Ливрейный поставил чемоданы за спиной Несвицкого и тихо удалился, аккуратно затворив дверь за собой. Николай шагнул вперед, и тут его заметила Маша.
— Папа! Папочка!
Она бросила печенье, соскочила на пол и помчалась к Николаю. Подхватив дочь на руки, он расцеловал ее в румяные щечки, получив в ответ такие же поцелуи.

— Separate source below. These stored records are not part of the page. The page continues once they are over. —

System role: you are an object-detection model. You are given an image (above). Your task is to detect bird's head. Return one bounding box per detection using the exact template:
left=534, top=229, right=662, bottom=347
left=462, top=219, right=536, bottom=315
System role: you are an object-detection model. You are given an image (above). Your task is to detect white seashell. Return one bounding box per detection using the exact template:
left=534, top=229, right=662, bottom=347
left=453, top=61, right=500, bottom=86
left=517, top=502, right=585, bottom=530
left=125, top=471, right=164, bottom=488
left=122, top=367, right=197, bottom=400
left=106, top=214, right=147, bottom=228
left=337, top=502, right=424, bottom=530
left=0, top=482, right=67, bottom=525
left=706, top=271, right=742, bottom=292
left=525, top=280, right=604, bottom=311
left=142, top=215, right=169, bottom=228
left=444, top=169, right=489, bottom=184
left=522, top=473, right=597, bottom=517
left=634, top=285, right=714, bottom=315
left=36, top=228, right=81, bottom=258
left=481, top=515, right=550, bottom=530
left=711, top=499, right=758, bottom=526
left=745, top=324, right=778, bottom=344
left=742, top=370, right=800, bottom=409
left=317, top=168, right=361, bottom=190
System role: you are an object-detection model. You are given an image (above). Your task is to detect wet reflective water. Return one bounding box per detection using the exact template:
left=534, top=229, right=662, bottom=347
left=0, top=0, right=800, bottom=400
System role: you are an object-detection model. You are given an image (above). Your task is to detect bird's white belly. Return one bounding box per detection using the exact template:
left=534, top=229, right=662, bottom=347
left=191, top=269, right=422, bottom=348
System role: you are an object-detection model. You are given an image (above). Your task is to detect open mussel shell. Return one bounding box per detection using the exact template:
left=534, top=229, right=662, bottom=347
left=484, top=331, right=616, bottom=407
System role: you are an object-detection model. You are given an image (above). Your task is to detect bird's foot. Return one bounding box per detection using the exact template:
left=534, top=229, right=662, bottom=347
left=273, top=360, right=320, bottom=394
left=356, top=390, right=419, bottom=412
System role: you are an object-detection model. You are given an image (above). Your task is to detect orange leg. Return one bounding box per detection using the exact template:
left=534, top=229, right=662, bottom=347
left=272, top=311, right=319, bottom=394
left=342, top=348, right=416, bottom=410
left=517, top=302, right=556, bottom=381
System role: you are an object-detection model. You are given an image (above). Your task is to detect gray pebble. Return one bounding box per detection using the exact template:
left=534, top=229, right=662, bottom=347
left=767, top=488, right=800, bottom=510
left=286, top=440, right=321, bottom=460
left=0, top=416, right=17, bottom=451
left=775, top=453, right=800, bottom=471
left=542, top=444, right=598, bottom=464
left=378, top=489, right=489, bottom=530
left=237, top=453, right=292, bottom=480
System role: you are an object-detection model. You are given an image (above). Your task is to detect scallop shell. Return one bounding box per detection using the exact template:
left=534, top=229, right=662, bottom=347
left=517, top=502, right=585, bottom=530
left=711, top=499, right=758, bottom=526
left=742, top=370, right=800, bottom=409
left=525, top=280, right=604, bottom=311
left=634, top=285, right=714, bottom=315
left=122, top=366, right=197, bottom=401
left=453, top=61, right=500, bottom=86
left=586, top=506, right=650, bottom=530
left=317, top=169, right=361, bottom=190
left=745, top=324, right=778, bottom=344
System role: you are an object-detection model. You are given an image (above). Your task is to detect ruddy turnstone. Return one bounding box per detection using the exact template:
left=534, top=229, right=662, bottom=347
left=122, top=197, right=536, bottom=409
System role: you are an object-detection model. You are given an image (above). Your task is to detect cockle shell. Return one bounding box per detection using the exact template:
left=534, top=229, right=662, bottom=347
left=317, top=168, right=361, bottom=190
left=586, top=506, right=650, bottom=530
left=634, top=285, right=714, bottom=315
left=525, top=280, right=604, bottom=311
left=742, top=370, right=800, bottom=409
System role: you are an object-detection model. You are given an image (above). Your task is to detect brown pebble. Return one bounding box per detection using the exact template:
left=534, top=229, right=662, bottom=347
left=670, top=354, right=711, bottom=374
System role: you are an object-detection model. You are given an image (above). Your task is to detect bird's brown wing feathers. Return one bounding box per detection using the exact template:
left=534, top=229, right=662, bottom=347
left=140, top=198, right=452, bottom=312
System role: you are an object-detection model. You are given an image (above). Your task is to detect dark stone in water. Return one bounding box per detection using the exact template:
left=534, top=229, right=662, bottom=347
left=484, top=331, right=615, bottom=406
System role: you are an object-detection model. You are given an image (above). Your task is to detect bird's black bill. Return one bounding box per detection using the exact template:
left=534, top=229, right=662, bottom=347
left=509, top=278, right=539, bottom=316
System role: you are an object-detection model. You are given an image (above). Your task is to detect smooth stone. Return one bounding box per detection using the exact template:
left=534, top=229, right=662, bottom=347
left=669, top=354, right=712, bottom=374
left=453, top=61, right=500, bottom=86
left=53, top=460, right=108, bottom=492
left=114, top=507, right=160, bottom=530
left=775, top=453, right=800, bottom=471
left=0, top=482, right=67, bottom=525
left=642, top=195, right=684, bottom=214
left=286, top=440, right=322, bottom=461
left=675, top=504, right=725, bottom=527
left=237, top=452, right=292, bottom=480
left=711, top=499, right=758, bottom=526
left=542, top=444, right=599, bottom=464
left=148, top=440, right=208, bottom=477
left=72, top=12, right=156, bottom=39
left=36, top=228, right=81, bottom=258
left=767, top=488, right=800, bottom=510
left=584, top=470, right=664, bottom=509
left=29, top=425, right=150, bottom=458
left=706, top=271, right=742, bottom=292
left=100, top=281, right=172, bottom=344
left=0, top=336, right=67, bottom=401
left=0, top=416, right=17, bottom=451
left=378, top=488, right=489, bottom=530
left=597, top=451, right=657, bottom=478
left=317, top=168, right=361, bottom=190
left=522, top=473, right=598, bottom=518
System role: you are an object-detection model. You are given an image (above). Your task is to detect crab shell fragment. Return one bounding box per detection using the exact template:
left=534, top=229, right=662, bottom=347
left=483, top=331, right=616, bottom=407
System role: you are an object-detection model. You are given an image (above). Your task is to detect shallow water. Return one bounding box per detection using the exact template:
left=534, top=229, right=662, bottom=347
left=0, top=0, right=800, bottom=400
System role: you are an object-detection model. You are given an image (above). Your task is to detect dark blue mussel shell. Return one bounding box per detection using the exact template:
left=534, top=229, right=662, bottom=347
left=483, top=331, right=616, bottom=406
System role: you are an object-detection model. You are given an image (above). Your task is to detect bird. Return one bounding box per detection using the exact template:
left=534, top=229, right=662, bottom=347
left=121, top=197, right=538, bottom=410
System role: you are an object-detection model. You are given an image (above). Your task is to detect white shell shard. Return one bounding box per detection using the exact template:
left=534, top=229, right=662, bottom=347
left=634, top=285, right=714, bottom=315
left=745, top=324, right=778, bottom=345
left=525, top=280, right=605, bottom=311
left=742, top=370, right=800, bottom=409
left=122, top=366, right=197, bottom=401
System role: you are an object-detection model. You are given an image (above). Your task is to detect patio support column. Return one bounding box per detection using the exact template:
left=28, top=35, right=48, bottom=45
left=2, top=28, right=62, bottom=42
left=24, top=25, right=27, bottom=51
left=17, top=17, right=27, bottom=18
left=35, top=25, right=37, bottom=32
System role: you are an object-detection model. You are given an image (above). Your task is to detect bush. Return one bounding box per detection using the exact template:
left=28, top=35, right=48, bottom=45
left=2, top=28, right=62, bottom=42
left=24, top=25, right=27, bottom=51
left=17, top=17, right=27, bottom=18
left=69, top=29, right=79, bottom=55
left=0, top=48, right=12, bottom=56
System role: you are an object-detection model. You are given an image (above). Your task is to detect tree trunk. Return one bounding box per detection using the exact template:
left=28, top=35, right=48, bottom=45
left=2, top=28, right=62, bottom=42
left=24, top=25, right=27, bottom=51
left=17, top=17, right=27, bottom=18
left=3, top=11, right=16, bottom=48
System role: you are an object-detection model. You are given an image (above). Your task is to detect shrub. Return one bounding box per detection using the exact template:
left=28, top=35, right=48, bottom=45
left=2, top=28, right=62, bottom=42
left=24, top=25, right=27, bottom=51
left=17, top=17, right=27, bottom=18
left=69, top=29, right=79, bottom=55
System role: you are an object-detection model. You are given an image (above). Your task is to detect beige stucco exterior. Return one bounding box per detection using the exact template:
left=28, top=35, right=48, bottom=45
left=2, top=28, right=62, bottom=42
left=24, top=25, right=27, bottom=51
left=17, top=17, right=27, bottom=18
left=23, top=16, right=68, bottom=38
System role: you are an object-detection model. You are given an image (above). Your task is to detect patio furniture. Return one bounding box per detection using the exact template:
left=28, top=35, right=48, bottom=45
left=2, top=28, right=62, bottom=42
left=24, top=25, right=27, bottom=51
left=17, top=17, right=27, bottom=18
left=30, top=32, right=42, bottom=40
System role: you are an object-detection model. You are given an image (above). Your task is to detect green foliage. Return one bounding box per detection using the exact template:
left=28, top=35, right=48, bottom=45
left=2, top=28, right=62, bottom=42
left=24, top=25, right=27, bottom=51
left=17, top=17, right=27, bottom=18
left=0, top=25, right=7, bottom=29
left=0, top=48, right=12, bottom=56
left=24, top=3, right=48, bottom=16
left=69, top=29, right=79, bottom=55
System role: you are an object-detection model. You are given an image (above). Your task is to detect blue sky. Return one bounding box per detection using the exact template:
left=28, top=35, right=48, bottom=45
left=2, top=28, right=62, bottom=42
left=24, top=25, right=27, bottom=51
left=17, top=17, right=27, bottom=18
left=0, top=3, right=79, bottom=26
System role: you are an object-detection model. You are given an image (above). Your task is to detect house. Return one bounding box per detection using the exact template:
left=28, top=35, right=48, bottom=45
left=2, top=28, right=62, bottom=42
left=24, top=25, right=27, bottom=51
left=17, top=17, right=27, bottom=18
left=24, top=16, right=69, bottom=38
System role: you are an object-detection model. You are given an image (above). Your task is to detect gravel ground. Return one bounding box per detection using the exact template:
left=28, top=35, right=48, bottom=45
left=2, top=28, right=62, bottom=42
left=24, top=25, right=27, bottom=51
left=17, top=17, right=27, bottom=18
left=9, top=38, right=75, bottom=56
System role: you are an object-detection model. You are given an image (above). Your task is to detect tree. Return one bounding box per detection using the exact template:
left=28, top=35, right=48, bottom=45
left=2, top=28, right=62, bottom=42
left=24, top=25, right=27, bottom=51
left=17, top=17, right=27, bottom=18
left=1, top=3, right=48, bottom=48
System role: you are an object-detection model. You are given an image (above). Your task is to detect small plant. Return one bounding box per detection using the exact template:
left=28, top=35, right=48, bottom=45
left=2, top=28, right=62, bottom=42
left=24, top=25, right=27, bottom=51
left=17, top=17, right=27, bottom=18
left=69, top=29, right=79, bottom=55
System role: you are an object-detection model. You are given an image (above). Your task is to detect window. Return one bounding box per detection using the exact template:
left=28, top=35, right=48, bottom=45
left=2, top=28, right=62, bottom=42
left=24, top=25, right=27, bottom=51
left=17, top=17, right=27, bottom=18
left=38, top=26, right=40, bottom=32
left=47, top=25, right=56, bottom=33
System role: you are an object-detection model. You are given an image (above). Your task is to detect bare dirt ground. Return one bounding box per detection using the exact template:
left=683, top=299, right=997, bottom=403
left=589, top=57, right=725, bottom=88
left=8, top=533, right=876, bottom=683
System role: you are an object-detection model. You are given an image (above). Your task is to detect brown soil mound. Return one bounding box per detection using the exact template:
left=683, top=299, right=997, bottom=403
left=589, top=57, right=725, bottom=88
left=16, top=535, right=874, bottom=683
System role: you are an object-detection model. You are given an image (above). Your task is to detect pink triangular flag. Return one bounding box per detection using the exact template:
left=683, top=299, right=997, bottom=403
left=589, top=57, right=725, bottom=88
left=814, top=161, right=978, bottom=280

Дочь обняла его за шею и затихла.
— Папоська! — заголосили рядом. Это Антонина Серафимовна поднесла Несвицкому сыночка. Николай переместил дочь на одну из рук, а свободной подхватил и Мишу. Чмокнул его в лобик. Тот клюнул Николая в щеку, выпачкав перемазанными в шоколад губами, после чего, обняв за шею, замер. Некоторые время они так и стояли молча. Только Антонина Серафимовна, всхлипывая, вытирала слезы с глаз.
— Что вы? — укорил ее Несвицкий. — Я ж вернулся.
— Дети так скучали, — вздохнула няня, она же мать реципиента тела Николая. — И мы с Мариной…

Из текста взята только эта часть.